Gerorge Frideric Handel: A Life With Friends
by Ellen T. Harris
Published September 29th, 2014
W.W. Norton & Company
George Frideric Handel is where the history of the modern music industry begins. Prior to Handel, skilled musicians worked for a specific ruler, the church or both. Handel essentially created the figure of the musician as artistic celebrity, and he did this in the early and mid 18th century, long before others followed the same path. Ellen T. Harris has written a Handel biography that, while not harping on the subject, certainly acknowledges the importance of Handel's market-place activity in explaining his long term significance to future listeners.
This is not to say that Harris, a professor at MIT, lacks the musical chops to explain the stylistic innovations that Handel brought to audiences- quite the opposite. Some of the most engaging portions of the book involve Harris explaining the specific effects and techniques that grabbed the attention of the audience. For example, Handel used dramatic pauses to heighten the impact of the following music.

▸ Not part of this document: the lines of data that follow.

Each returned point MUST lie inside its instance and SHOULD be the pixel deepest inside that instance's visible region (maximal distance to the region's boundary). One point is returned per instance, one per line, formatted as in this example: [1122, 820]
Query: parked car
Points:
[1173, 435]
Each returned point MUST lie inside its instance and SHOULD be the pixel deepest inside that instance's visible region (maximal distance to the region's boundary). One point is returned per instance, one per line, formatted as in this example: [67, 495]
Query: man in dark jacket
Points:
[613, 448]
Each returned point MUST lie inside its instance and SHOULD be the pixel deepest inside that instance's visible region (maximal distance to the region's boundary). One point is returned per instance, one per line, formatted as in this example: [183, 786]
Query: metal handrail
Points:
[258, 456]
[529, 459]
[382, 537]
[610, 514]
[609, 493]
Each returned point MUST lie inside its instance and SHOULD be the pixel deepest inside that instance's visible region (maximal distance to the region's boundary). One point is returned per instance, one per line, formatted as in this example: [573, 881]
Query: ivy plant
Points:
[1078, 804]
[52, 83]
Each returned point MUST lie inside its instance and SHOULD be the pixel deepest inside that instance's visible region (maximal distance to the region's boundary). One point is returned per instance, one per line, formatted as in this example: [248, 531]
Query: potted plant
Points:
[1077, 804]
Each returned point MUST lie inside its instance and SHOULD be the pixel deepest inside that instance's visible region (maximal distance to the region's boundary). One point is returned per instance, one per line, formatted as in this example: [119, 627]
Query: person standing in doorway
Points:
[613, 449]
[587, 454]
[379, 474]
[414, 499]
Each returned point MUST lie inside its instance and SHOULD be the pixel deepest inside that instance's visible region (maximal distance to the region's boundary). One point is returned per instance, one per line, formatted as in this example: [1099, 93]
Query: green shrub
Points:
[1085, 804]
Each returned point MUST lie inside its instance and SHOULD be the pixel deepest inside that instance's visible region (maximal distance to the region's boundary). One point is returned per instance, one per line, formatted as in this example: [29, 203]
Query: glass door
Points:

Today, Handel is best known for his soaring "Messiah." Harris calls it the most important classical work of all time, and I'm inclined to agree, or simply defer, to her expertise. I don't think there is a single man, woman or child living in modern conditions who hasn't heard, and been touched by the Hallelujah chorus of Handel's Messiah. In her "Very Select Discography" after the end of the book, she recommends the recordings by Harmonia Mubdi (HMU 907505.52), Chamber Chorus of the University of California, Berkeley, Philharmonia Barogque Orchestra, Nicholas McGegan (includes performances of many variants made by Handel.)
Harris draws on the underutilized source of Handel's bank records to give a fuller account of the economic life of Handel. In considering WHY Handel can be considered either the first or immediate precursor of Modern artist musicians, his financial independence from the patronage model of artistic contribution was critical. His early career is marked by his struggle to free himself from dependence while remaining cognizant of the fact that such a relationship was the norm. Here, Harris emphasizes the role that his time in Italy in convincing him that there was a new world of artistic freedom in England.
The subtitle of "A Life With Friends" testifies to Harris' fascination with Handel's social milieu and I think it is clear from her strong academic background that she must be well advised of the interest in the role of social networks in the dissemination of ideas. I thought that George Frideric Handel: A Life With Friends by Ellen T. Harris was an excellent work, and likely the go-to for a reader looking for a sophisticated take on Handel's biography, short on the "artist hero" romantic bull shit and long on interesting source material and sophisticated writing style.